Cette dynamique d’accroissement du taux d’emploi féminin a été encouragée par la politique familiale, et plus particulièrement par le développement des services d’accueil du jeune enfant, permettant aux femmes de concilier vie familiale et vie professionnelle. La palette des instruments est aujourd’hui extrêmement variée : crèches, scolarisation à trois ans, prestations pour l’embauche d’une assistante maternelle, aides fiscales pour l’emploi d’une garde à domicile, etc. La France consacre aujourd’hui plus de 10 milliards d’euros à l’accueil des enfants des moins de trois ans, âge à partir duquel l’ensemble des enfants peuvent être scolarisés (ce qui constitue au passage une singularité française puisque cette scolarisation ne débute qu’à 5 ou 6 ans dans de nombreux pays de l’OCDE).

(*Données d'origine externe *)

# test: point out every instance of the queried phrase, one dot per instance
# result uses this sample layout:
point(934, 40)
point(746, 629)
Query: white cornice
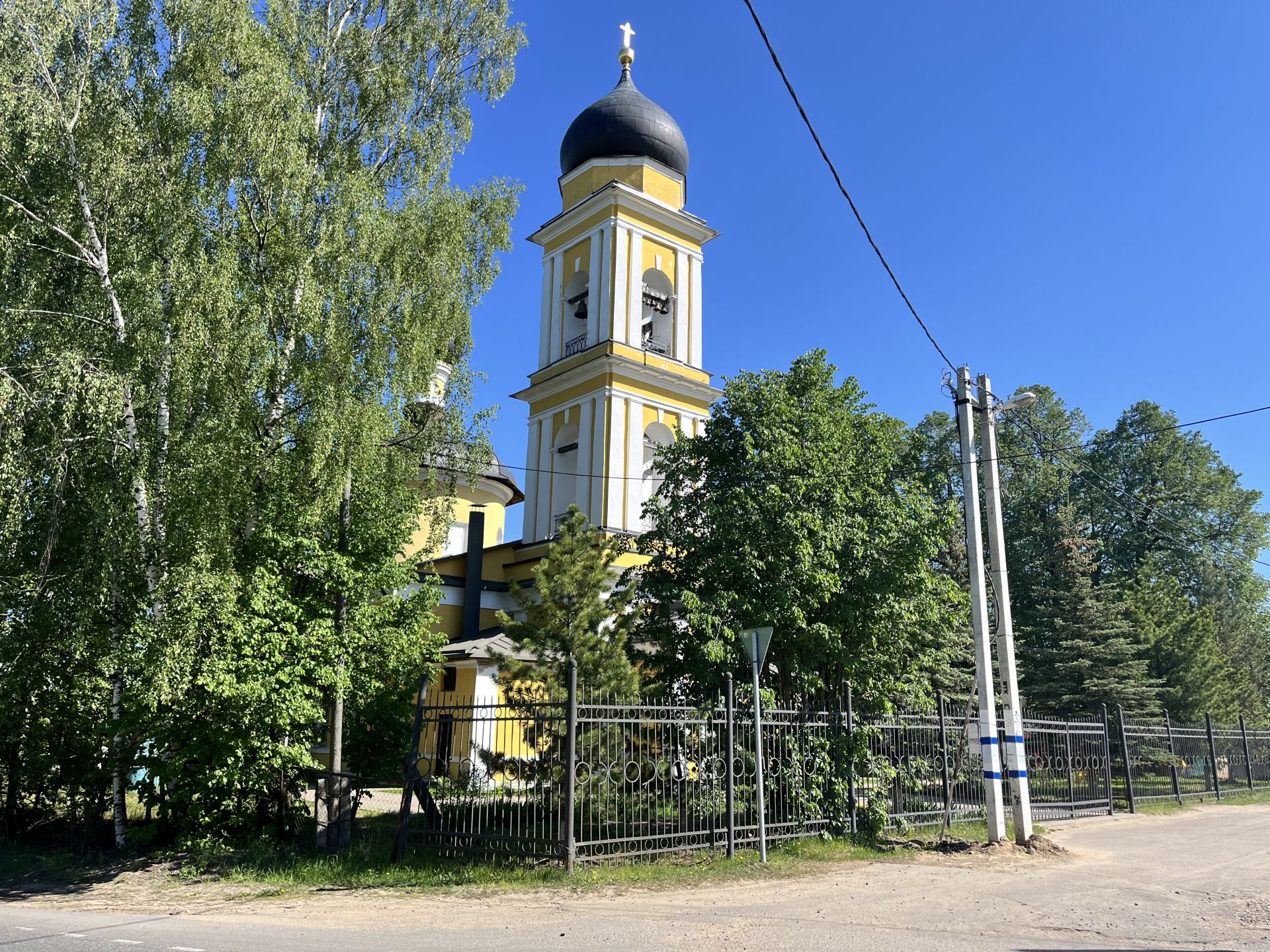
point(630, 200)
point(616, 364)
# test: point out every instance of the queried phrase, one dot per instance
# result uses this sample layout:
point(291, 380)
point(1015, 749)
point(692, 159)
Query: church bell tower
point(620, 365)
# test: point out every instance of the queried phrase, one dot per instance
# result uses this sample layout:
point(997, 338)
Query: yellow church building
point(620, 370)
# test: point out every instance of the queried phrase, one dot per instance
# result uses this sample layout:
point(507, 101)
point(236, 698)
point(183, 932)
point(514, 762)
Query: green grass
point(1234, 796)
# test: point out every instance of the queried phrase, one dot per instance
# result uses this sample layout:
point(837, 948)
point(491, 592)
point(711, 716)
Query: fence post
point(1173, 754)
point(1107, 758)
point(1128, 761)
point(730, 783)
point(1212, 754)
point(1071, 777)
point(1248, 756)
point(571, 767)
point(944, 756)
point(851, 764)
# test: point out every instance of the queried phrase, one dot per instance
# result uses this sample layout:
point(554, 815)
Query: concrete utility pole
point(1016, 754)
point(994, 805)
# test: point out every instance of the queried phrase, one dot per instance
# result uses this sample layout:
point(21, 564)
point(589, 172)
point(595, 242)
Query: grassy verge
point(1235, 796)
point(270, 870)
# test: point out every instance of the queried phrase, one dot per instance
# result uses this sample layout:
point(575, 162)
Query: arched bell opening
point(575, 313)
point(658, 313)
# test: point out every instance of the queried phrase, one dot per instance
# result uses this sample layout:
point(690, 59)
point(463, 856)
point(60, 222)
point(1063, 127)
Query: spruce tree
point(577, 612)
point(1181, 640)
point(1085, 653)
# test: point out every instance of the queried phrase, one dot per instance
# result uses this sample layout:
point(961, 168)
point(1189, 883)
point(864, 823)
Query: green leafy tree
point(1083, 648)
point(798, 508)
point(230, 255)
point(574, 611)
point(1184, 649)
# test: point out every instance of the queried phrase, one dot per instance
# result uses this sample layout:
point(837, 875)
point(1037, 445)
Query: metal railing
point(656, 347)
point(1167, 761)
point(587, 777)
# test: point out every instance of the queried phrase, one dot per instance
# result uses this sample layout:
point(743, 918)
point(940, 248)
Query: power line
point(1119, 494)
point(842, 188)
point(951, 467)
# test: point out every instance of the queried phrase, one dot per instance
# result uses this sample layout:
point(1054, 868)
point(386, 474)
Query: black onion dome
point(624, 122)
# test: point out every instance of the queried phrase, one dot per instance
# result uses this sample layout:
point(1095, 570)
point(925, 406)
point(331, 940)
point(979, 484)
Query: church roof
point(456, 459)
point(624, 122)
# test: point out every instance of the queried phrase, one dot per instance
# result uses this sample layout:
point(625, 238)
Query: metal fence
point(583, 777)
point(1167, 761)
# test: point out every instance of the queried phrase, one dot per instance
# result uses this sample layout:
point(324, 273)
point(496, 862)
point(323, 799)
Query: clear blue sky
point(1072, 193)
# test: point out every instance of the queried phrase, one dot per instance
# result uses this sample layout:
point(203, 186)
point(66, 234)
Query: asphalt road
point(1198, 880)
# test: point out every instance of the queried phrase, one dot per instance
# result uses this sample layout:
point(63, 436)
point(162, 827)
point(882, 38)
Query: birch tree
point(230, 238)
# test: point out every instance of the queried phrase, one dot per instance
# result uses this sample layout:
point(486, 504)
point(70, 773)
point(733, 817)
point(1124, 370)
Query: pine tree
point(1083, 649)
point(577, 612)
point(1184, 649)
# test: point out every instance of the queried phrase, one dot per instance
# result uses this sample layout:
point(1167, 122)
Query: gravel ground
point(1194, 880)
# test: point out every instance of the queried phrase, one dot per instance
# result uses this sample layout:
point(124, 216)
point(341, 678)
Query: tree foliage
point(574, 611)
point(796, 509)
point(230, 254)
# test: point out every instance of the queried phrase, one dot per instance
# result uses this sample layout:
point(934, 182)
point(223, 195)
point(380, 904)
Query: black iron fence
point(585, 777)
point(1167, 761)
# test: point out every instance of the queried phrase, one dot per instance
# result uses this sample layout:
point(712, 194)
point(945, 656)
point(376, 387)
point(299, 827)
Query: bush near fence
point(653, 777)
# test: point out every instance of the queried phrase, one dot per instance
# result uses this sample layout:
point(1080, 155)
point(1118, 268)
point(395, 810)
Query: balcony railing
point(656, 347)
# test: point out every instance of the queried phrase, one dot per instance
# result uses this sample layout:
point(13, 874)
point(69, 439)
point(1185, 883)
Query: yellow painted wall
point(652, 251)
point(465, 498)
point(646, 178)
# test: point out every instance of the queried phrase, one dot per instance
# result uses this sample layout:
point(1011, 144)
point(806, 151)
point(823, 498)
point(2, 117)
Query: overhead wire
point(842, 188)
point(1119, 494)
point(939, 467)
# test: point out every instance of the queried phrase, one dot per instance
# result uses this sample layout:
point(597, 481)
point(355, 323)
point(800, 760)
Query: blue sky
point(1072, 193)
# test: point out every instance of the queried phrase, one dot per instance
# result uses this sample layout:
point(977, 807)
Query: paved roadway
point(1198, 880)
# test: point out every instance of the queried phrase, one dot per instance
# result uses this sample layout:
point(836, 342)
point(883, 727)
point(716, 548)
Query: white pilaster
point(615, 509)
point(597, 462)
point(545, 319)
point(621, 237)
point(582, 481)
point(606, 282)
point(634, 463)
point(544, 527)
point(593, 286)
point(635, 290)
point(556, 305)
point(683, 299)
point(695, 317)
point(531, 481)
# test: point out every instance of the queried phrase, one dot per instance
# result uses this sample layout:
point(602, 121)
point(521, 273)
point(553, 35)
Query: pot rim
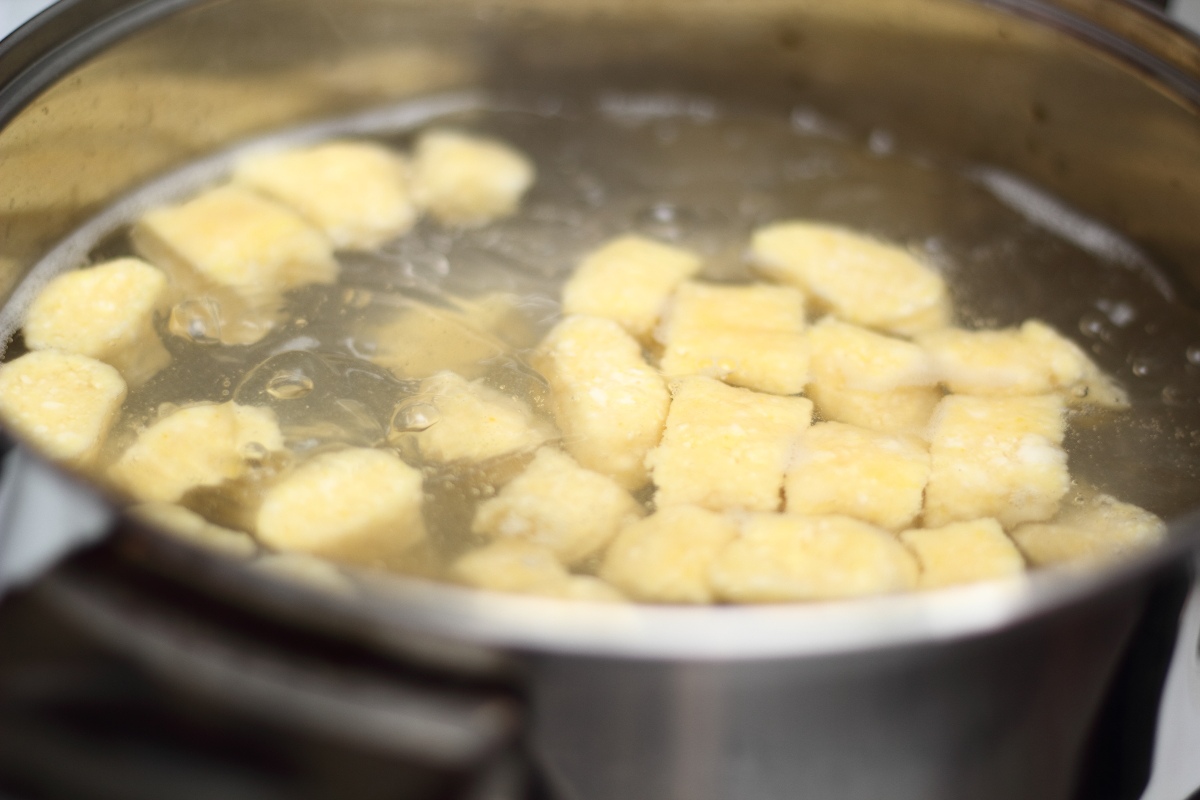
point(389, 607)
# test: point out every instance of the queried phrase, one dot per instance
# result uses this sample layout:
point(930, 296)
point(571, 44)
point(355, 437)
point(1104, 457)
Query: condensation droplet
point(415, 417)
point(197, 320)
point(288, 384)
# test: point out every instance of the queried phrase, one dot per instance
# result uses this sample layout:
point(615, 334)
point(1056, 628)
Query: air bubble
point(288, 384)
point(881, 143)
point(1096, 326)
point(197, 320)
point(1120, 313)
point(1145, 366)
point(357, 298)
point(414, 417)
point(253, 452)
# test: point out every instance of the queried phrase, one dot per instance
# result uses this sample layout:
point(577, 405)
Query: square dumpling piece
point(474, 421)
point(106, 312)
point(1031, 360)
point(629, 281)
point(358, 506)
point(63, 403)
point(857, 278)
point(468, 180)
point(355, 192)
point(964, 552)
point(1091, 529)
point(726, 447)
point(559, 505)
point(526, 569)
point(870, 380)
point(666, 557)
point(195, 446)
point(610, 404)
point(863, 360)
point(748, 336)
point(234, 239)
point(843, 469)
point(900, 410)
point(997, 457)
point(785, 558)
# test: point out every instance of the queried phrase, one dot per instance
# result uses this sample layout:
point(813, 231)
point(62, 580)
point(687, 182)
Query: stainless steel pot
point(979, 692)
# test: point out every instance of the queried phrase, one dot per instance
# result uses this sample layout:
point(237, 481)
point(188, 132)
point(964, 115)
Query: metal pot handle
point(63, 36)
point(324, 686)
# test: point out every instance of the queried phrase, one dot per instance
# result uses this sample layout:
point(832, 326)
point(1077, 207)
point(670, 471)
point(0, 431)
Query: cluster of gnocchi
point(937, 458)
point(682, 463)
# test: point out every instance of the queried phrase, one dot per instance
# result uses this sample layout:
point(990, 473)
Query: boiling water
point(685, 172)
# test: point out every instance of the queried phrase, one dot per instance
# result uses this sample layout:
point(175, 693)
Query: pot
point(989, 691)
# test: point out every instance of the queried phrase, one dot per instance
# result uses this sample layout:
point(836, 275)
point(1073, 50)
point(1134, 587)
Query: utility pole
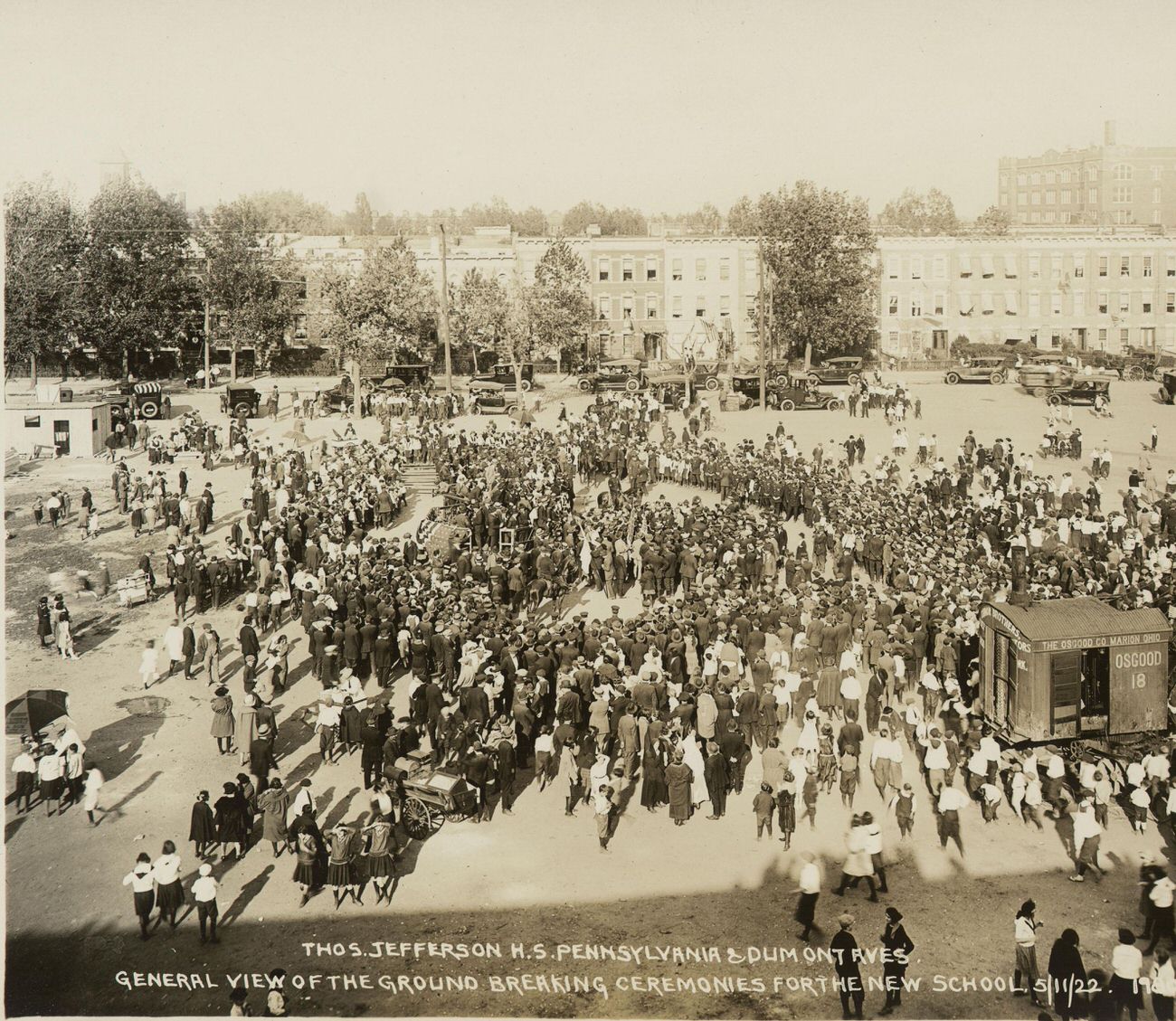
point(445, 317)
point(208, 324)
point(763, 341)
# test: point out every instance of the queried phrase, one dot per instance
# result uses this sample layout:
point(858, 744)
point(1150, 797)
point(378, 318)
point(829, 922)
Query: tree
point(994, 222)
point(386, 311)
point(361, 220)
point(478, 309)
point(557, 302)
point(43, 243)
point(913, 213)
point(818, 250)
point(247, 284)
point(290, 212)
point(137, 292)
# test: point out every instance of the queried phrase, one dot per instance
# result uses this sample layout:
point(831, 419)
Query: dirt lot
point(534, 877)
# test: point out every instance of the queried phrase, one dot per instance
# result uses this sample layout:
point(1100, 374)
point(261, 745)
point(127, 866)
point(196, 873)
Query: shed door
point(62, 437)
point(1066, 692)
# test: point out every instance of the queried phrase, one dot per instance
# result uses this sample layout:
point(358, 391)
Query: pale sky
point(659, 106)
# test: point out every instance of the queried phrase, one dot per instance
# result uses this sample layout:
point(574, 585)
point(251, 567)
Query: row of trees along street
point(132, 278)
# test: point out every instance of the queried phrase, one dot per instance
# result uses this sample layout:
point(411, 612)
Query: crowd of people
point(815, 625)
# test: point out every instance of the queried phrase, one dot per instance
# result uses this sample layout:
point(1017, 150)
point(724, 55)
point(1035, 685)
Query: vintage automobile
point(977, 370)
point(786, 394)
point(492, 399)
point(504, 373)
point(144, 400)
point(839, 371)
point(618, 374)
point(238, 399)
point(1080, 391)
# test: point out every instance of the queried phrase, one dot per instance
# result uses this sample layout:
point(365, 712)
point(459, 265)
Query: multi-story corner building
point(1094, 186)
point(1098, 292)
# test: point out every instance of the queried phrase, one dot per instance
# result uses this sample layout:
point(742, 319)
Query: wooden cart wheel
point(418, 818)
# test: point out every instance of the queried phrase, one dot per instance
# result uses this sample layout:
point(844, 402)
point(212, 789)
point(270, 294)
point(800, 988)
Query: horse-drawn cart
point(431, 795)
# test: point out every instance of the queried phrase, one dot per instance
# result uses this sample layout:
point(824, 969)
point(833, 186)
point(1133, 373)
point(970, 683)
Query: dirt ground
point(534, 877)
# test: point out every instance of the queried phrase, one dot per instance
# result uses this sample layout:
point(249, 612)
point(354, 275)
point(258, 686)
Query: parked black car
point(504, 374)
point(240, 399)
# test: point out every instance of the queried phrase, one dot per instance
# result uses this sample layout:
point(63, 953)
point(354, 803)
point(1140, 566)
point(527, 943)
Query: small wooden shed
point(1073, 668)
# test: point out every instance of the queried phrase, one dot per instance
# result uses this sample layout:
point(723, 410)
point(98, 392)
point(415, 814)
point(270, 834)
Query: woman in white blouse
point(1125, 965)
point(169, 893)
point(142, 884)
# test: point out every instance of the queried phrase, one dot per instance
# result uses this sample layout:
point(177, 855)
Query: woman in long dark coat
point(1068, 977)
point(654, 759)
point(204, 825)
point(274, 802)
point(898, 949)
point(230, 812)
point(678, 778)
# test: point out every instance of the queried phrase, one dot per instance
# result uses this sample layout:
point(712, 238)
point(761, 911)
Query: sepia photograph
point(606, 511)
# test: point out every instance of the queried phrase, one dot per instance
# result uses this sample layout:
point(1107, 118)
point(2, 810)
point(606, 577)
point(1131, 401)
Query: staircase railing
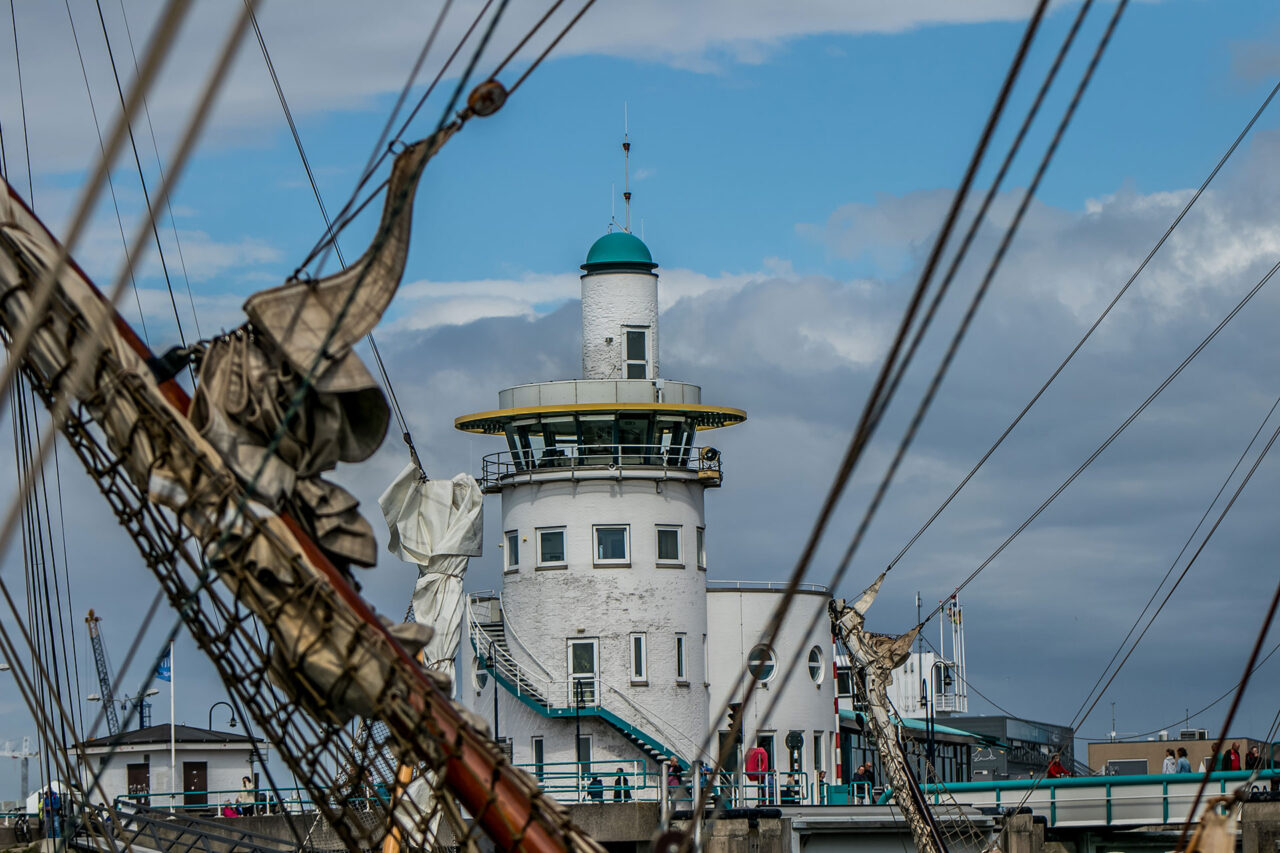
point(512, 637)
point(504, 665)
point(545, 689)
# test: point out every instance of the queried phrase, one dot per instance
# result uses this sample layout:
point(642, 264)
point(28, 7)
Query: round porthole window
point(816, 667)
point(760, 662)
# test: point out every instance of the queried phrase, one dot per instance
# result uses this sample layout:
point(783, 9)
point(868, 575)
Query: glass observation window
point(551, 547)
point(760, 662)
point(668, 544)
point(639, 662)
point(611, 544)
point(638, 355)
point(816, 667)
point(512, 550)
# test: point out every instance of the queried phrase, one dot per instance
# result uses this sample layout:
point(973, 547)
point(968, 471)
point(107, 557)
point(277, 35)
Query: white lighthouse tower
point(593, 655)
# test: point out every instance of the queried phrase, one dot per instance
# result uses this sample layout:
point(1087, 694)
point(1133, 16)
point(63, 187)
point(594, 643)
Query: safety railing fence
point(600, 781)
point(1105, 799)
point(233, 802)
point(504, 464)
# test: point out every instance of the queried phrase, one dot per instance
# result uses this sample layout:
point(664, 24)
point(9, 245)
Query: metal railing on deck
point(507, 464)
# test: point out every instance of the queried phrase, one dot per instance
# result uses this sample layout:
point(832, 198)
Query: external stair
point(493, 651)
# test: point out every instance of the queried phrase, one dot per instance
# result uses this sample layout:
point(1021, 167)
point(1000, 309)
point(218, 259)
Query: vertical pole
point(173, 739)
point(493, 662)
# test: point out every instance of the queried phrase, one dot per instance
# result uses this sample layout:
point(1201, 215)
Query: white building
point(209, 766)
point(595, 652)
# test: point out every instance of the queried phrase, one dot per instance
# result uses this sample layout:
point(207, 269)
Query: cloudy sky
point(790, 167)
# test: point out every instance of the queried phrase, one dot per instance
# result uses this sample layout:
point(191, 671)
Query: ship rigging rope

Un cercle vertueux s’est donc instauré, permettant tout à la fois de promouvoir l’égalité entre les femmes et les hommes, de permettre la conciliation entre la vie professionnelle et la vie familiale, et de garantir un indice de fécondité important.

3. C’est dans ce contexte que s’inscrit la politique que notre gouvernement entend conduire pour toutes les familles Notre action portera plus précisément dans cinq domaines dans les mois qui viennent :

1/ Le développement des solutions d’accueil du jeune enfant et de la préscolarisation dès 2 ans pour assurer l’égalité entre les femmes et les hommes mais également pour lutter contre les inégalités sociales. La socialisation précoce a en effet un impact déterminant sur le devenir des enfants les plus vulnérables.

2/ Le développement des services de soutien à la parentalité, pour aider les parents à élever leurs enfants, car quel que soit le milieu social dont ils sont issus, quelle que soit la configuration familiale, ils font part d’un besoin croissant d’accompagnement. Il s’agit donc d’aider les parents à être parents.

3/ La conciliation entre la vie familiale et la vie professionnelle, en impliquant les entreprises dans la reconnaissance de ce que j’appelle le « temps parental » permettant de concilier bien être des salariés et performance économique (charte de la parentalité signée par les entreprises).

4/ La réflexion sur l’éventuelle réduction de la durée du congé parental (pouvant actuellement durer jusqu’à trois ans).

5/ La promotion d’une plus grande justice sociale par une amélioration du caractère redistributif de l’architecture de nos prestations familiales. Cette politique familiale, à laquelle tous les français et tous les partis politiques sont attachés se doit aujourd’hui de concilier prestations financières et nouveaux services.

Ces exigences sont d’autant plus fondamentales compte tenu de la diversité des modèles familiaux existant en France : familles recomposées, familles homoparentales, familles monoparentales.

Ainsi que la politique familiale constitue un axe majeur du projet présidentiel qui vise, dans ce contexte de crise, à développer l’emploi, investir dans la jeunesse et préparer l’avenir.